• Stress in a Microgravity Bioreactor

      Lelkes, Peter I.; Har-el, Yah-el; Lelkes, Peter I.; Har-el, Yah-el; Wang, Karin (Temple University. Libraries, 2021)
      This project involves the design and development of a cell stretching bioreactor device that can work in conjunction with a Random Positioning Machine (RPM) apparatus. Microgravity environments, such as in space, have been shown to induce alterations in cellular development due to inadequate mechanical loading of biological tissue. Because of this, long-term spaceflight has led to many health concerns, including osteoporosis and muscle atrophy. Space travel is rare and costly, making this research difficult to conduct, however; techniques to simulate microgravity on Earth can be achieved by using a Random Positioning Machine. This device has been a beneficial tool used to study the effect gravity has on cellular growth, yet certain tissues in the body, such as bone and muscle, require mechanical stress, strain, and mechanical loading to develop properly.

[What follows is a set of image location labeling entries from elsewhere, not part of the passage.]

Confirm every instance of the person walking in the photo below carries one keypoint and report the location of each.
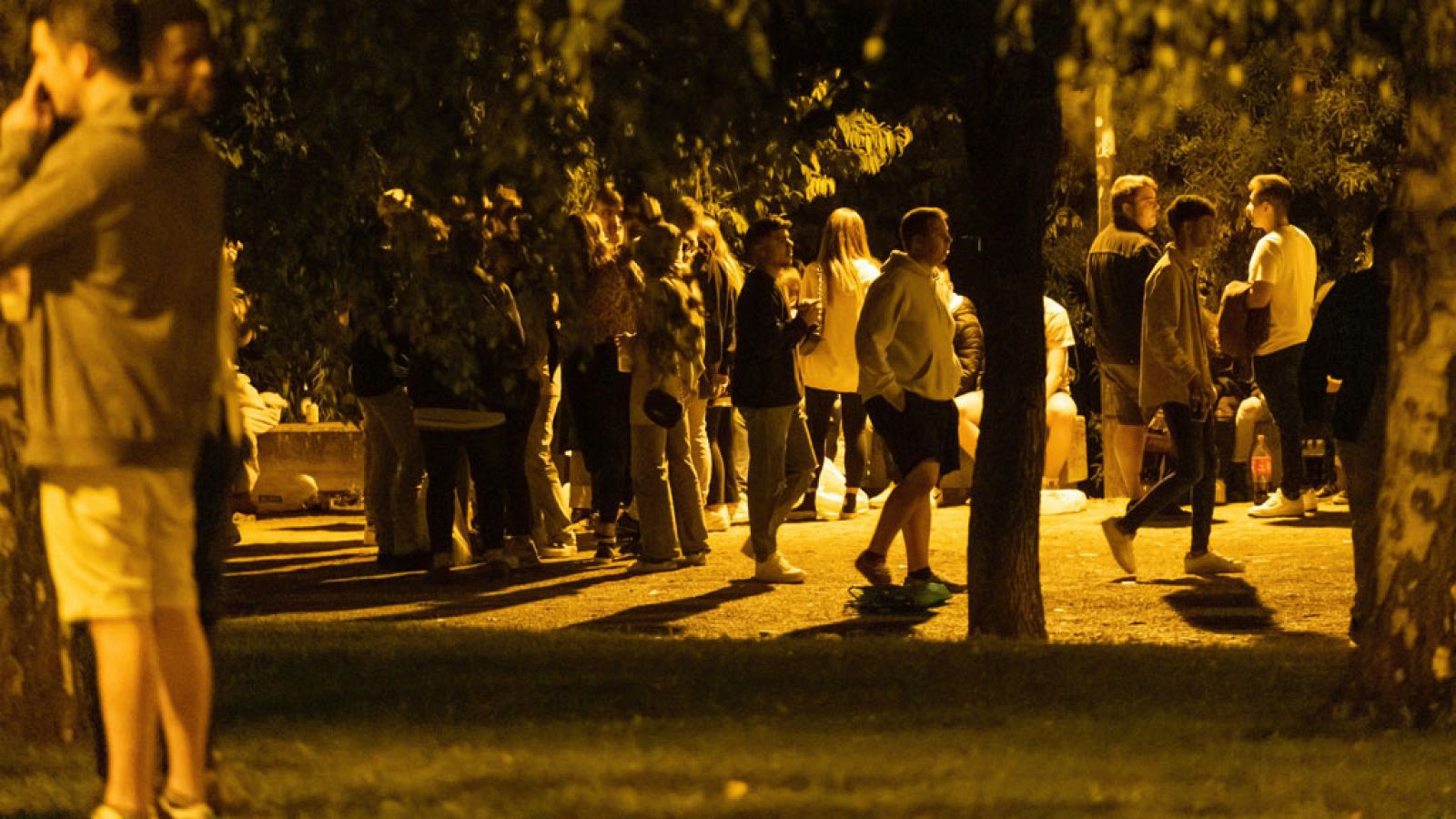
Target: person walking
(1283, 273)
(118, 376)
(841, 278)
(909, 376)
(1176, 378)
(768, 390)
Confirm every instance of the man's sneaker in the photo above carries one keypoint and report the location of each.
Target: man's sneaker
(778, 570)
(926, 592)
(644, 566)
(562, 544)
(521, 548)
(1210, 562)
(1279, 506)
(804, 511)
(874, 569)
(606, 552)
(172, 807)
(1121, 545)
(717, 518)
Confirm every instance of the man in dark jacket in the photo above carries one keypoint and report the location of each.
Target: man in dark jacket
(1347, 351)
(768, 390)
(1118, 263)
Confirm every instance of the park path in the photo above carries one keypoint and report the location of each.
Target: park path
(1298, 586)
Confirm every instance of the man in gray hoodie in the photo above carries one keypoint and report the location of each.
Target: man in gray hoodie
(120, 222)
(909, 376)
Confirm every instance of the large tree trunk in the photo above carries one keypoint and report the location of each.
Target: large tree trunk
(1014, 137)
(1404, 672)
(36, 700)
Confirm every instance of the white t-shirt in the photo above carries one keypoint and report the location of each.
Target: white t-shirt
(1059, 334)
(1286, 259)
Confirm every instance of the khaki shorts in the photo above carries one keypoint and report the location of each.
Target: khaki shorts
(120, 540)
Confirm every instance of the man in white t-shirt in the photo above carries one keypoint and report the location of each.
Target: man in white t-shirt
(1281, 271)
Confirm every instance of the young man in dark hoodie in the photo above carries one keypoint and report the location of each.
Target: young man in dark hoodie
(768, 390)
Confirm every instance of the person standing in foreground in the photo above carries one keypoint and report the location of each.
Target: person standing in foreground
(121, 225)
(768, 390)
(1281, 271)
(1176, 378)
(909, 376)
(1347, 350)
(1118, 263)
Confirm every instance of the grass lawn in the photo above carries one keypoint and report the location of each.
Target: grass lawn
(426, 720)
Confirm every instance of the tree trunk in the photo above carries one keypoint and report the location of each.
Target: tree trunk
(1014, 137)
(1404, 671)
(36, 698)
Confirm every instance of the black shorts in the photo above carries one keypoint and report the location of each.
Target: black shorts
(925, 430)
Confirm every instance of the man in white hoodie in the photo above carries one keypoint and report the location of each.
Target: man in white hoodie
(909, 376)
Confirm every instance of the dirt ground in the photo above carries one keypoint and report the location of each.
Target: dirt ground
(1298, 586)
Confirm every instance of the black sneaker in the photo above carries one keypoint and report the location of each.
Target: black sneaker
(874, 569)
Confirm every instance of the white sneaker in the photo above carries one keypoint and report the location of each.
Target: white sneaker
(1279, 506)
(717, 518)
(778, 570)
(561, 545)
(1210, 562)
(1121, 545)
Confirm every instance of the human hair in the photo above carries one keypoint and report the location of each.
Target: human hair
(608, 197)
(842, 244)
(762, 229)
(113, 28)
(718, 252)
(1187, 208)
(1126, 189)
(660, 249)
(1274, 189)
(159, 15)
(684, 213)
(919, 222)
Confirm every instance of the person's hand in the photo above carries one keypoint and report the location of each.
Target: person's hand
(31, 116)
(812, 310)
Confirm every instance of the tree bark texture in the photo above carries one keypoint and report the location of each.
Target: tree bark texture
(1014, 137)
(36, 697)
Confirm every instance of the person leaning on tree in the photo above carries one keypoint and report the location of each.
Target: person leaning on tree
(1176, 378)
(1283, 273)
(1118, 264)
(909, 376)
(121, 222)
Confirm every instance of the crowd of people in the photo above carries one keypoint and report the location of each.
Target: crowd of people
(662, 349)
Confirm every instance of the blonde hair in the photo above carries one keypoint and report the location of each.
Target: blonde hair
(842, 244)
(718, 252)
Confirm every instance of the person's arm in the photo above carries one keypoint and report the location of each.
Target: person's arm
(1161, 322)
(883, 308)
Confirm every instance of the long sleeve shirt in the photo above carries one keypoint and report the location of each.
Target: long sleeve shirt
(905, 336)
(1176, 347)
(766, 370)
(121, 222)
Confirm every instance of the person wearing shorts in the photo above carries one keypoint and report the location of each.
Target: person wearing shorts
(120, 222)
(1118, 263)
(909, 376)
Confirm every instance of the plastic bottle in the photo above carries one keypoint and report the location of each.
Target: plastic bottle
(1263, 467)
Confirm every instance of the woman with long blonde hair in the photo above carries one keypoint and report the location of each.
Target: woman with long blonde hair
(839, 278)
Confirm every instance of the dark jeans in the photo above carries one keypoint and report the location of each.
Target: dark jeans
(1196, 467)
(723, 482)
(1278, 375)
(487, 453)
(819, 405)
(601, 401)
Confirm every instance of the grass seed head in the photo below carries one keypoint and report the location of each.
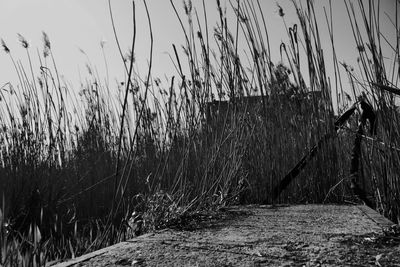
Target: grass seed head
(23, 41)
(5, 47)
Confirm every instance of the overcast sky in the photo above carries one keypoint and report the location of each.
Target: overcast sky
(82, 24)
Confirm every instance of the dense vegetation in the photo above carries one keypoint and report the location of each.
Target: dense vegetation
(82, 171)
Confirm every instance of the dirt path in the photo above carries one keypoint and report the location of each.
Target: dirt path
(304, 235)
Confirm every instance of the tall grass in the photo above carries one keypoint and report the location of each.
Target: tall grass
(82, 171)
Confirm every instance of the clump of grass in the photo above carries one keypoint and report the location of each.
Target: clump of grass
(92, 169)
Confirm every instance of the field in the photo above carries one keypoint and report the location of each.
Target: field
(83, 170)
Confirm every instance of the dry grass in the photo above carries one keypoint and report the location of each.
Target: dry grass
(88, 170)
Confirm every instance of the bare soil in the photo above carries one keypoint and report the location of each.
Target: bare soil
(304, 235)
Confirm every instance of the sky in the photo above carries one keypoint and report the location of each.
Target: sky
(74, 26)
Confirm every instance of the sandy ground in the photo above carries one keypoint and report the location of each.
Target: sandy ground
(303, 235)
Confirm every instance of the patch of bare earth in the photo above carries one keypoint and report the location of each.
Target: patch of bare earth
(304, 235)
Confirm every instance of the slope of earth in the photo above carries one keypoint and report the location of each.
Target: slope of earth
(303, 235)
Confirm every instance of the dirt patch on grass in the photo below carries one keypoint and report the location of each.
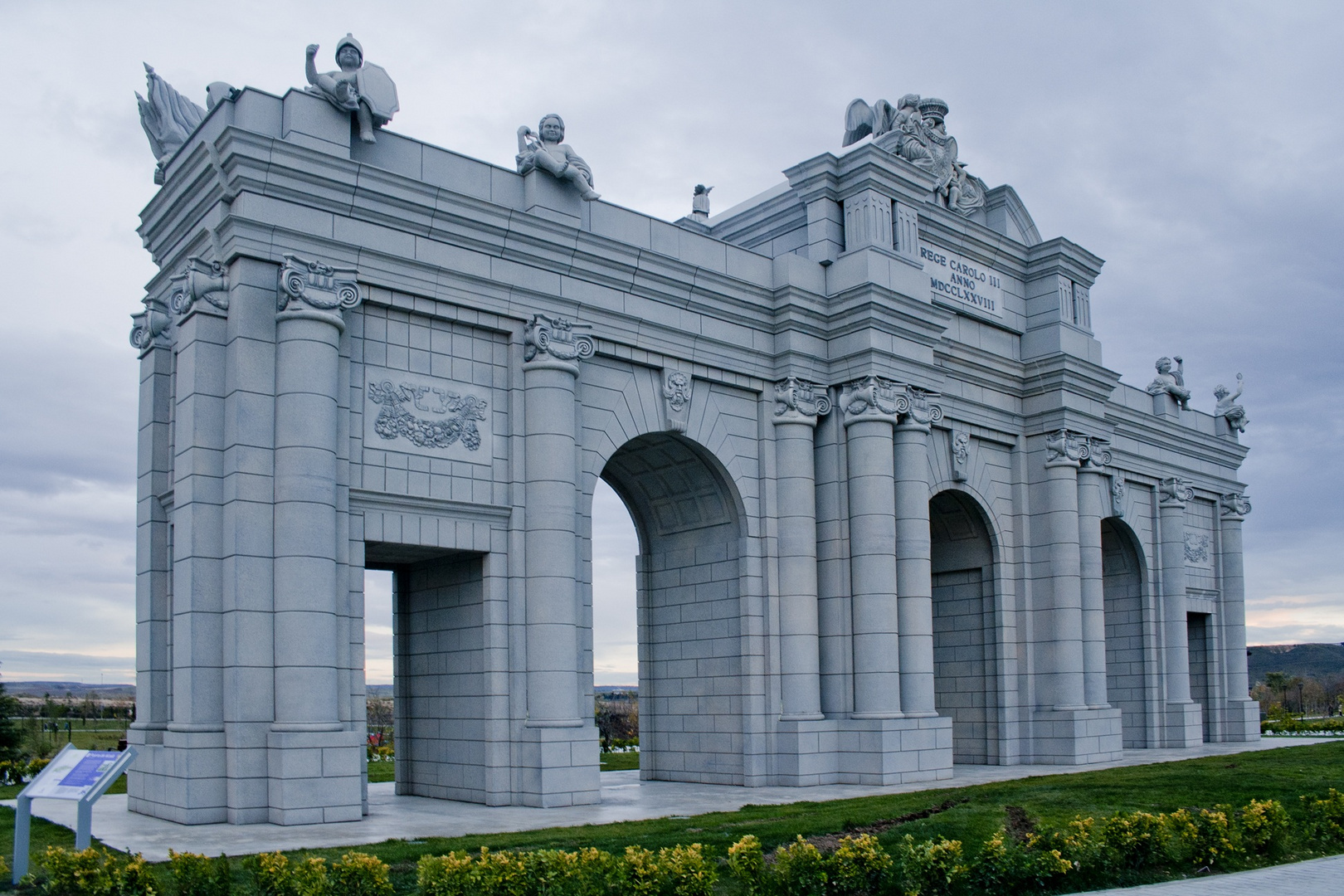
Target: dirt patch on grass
(830, 843)
(1019, 824)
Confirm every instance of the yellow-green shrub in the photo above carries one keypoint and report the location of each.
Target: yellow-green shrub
(1203, 837)
(1265, 828)
(1006, 865)
(746, 861)
(929, 868)
(95, 872)
(799, 869)
(859, 867)
(359, 874)
(197, 874)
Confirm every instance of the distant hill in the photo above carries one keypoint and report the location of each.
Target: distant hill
(1305, 660)
(58, 689)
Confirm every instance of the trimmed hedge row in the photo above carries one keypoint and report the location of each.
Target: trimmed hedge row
(1088, 852)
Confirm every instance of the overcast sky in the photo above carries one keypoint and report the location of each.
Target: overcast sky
(1195, 147)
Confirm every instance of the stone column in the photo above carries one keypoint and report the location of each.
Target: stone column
(1092, 485)
(552, 353)
(1062, 642)
(197, 522)
(1244, 712)
(914, 566)
(1185, 726)
(796, 410)
(314, 761)
(869, 416)
(308, 331)
(152, 336)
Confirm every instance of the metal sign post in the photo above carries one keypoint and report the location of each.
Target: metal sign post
(73, 774)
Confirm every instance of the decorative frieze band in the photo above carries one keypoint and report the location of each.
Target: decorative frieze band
(1174, 492)
(878, 398)
(316, 285)
(1234, 505)
(800, 402)
(557, 338)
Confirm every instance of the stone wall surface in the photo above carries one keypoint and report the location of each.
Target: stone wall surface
(894, 511)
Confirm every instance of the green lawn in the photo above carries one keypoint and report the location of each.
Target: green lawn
(621, 761)
(1280, 774)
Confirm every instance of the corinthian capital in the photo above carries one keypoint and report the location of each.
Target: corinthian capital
(312, 285)
(1174, 490)
(1234, 505)
(557, 338)
(799, 402)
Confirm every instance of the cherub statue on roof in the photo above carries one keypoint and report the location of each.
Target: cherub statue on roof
(359, 88)
(544, 148)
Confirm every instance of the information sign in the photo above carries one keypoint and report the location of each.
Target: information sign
(73, 774)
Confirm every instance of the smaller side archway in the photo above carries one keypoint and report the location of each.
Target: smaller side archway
(1127, 665)
(964, 631)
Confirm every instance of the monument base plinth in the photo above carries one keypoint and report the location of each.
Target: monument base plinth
(559, 767)
(1077, 737)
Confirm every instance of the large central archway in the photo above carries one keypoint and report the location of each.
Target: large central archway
(689, 620)
(964, 627)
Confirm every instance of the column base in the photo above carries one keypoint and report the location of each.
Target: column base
(862, 751)
(314, 777)
(1241, 722)
(1077, 737)
(558, 767)
(1183, 724)
(180, 779)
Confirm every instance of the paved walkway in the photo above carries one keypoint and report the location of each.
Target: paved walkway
(1316, 878)
(624, 798)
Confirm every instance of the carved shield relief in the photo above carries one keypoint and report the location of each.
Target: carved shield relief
(377, 86)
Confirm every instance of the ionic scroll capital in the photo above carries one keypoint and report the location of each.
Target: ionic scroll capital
(916, 410)
(201, 286)
(1066, 448)
(800, 402)
(871, 398)
(1174, 492)
(557, 342)
(316, 289)
(1234, 507)
(151, 328)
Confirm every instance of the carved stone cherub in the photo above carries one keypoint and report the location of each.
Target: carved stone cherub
(700, 202)
(1227, 409)
(544, 148)
(359, 88)
(1172, 382)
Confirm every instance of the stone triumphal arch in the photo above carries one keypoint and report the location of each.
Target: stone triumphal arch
(894, 512)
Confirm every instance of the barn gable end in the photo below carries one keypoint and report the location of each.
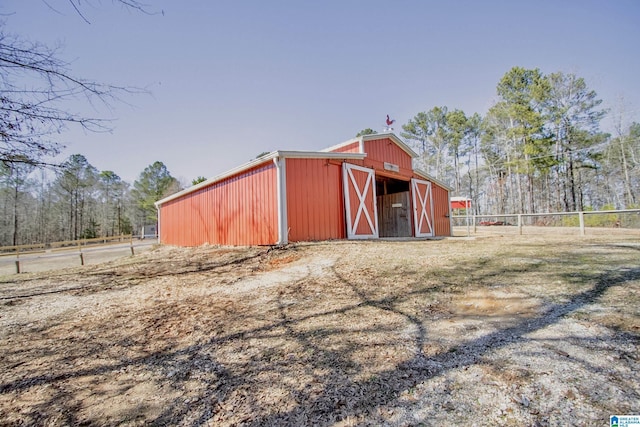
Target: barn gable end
(302, 196)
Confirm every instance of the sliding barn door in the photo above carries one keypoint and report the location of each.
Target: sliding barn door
(360, 202)
(422, 208)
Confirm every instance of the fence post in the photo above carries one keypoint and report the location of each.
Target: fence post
(520, 224)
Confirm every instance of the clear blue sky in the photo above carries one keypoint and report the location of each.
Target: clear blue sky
(231, 79)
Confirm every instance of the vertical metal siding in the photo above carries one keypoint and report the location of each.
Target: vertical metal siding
(349, 148)
(240, 210)
(315, 210)
(385, 150)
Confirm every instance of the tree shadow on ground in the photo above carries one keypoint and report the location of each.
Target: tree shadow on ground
(199, 386)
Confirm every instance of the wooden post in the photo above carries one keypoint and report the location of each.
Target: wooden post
(520, 224)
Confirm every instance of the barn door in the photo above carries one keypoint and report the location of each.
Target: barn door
(360, 201)
(422, 207)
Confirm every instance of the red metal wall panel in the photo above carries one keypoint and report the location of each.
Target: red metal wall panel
(354, 147)
(315, 206)
(240, 210)
(384, 150)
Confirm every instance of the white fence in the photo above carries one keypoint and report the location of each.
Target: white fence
(583, 222)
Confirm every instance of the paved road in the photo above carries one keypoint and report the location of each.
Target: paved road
(62, 258)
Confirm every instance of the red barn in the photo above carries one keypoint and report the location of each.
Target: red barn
(361, 189)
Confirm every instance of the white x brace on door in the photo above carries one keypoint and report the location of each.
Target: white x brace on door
(360, 201)
(422, 207)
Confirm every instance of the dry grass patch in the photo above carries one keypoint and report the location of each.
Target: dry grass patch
(492, 331)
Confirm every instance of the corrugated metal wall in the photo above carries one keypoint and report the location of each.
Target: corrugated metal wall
(240, 210)
(315, 207)
(349, 148)
(384, 150)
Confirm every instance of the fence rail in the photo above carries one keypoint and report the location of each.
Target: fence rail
(580, 220)
(42, 257)
(63, 245)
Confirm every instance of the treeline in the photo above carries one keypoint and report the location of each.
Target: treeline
(76, 201)
(538, 149)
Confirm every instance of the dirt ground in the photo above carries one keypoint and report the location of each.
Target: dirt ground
(496, 330)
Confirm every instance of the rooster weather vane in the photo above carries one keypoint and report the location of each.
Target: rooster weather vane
(389, 123)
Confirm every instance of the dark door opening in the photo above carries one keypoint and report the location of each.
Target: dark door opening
(394, 213)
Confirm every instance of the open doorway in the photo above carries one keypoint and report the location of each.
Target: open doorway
(394, 213)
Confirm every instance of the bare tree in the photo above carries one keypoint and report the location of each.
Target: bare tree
(36, 85)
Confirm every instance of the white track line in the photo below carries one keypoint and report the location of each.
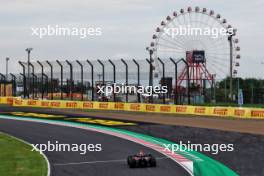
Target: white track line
(21, 140)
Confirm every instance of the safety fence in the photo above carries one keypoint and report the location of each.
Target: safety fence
(239, 112)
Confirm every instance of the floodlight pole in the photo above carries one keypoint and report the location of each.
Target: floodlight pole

Because of this, a device that can induce strain on cells while subjected to microgravity conditions is needed to further improve cellular research for space exploration. The constructed bioreactor consists of 3D printed and custom-made components that can induce uniaxial cyclic strain on cells adhered to an elastic membrane. Validation and testing of the device have shown that this bioreactor is suitable for cellular experimentation to work in conjunction with an RPM to deliver a controlled amount of strain while under microgravity conditions.